After the Buskoe incident, the Northeast and South Greenland Patrols were combined under Smith's command as the Greenland Patrol in October 1941. Smith was promoted to the rank of captain 1 December 1941. After the United States declared war on Germany in December 1941, Smith requested additional cutters to support the patrol in its increased mission load. In addition to watching the eastern coast of Greenland, the Greenland Patrol was tasked with escort duties and search and rescue work as well as helping establish LORAN radio navigation stations and installing aids to navigation so that supply ships could safely enter harbors near newly established airfields. Smith was promoted to the rank of rear admiral 30 June 1942 and on 21 November 1943 became Commander, Navy Task Force 24 which included the Greenland Patrol. Smith was awarded the Navy Distinguished Service Medal for his leadership of the Greenland Patrol and Task Force 24 by Secretary of the Navy James Forrestal. He was also made a Commander First Class of the Order of the Dannebrog by the King of Denmark.

==Post-war Coast Guard assignments==
With the end of World War II, Smith was reassigned to be Commander, Third Coast Guard District based at New York City in August 1945 with additional duties as Commander, Eastern Area being assigned after May 1946. As a collateral duty he was also Captain of the Port of New York during this assignment and also oversaw all Captain of the Port activities within the Third District. From 1946 to 1949 Smith also served on the staff of the Applied Physics Laboratory of Johns Hopkins University. On 1 January 1948, his wartime promotion to rear admiral was made permanent. Beginning in 1949 he served as a project leader for the Weapons System Evaluation Group at the Department of Defense and worked in that capacity until his retirement on 30 June 1950.

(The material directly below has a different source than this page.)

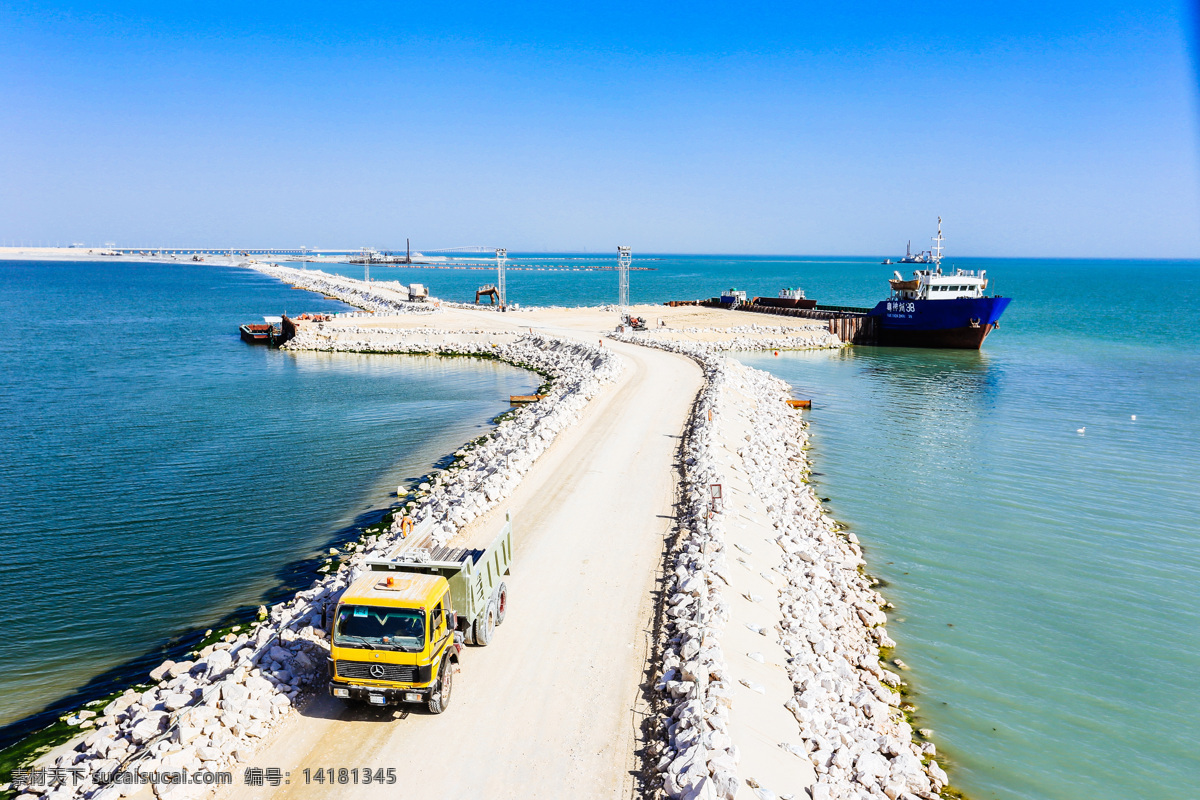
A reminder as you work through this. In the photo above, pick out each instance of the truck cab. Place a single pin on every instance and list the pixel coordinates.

==Woods Hole Oceanographic Institution==
Through his former Harvard master's degree advisor, Dr. Henry Bryant Bigelow, then scientific advisor to the International Ice Patrol, Smith become elected to the board of trustees of the Woods Hole Oceanographic Institution in 1945; a post he served in until 1961 when he became an honorary trustee. On 1 July 1950, Smith was named director of the institution and served in that capacity until 1956. After he retired as director he remained on the staff of the institution until his death. During his tenure as director, he was responsible for the construction of the Laboratory of Oceanography building at the institute as well as the acquisition of Research Vessel Crawford, which was the former Coast Guard Cutter .

==Personal history==
Smith was a member of the American Geophysical Union, the Arctic Institute of North America, the Aero-Arctic Society, and the Propeller Club of New York. He held an unlimited Merchant Marine master mariner license. He was married to Isabel R. (Brier) Smith and was the father to three sons, Porter, Stuart, and Jeremiah. Upon his death he was cremated and is buried at Martha's Vineyard, Massachusetts.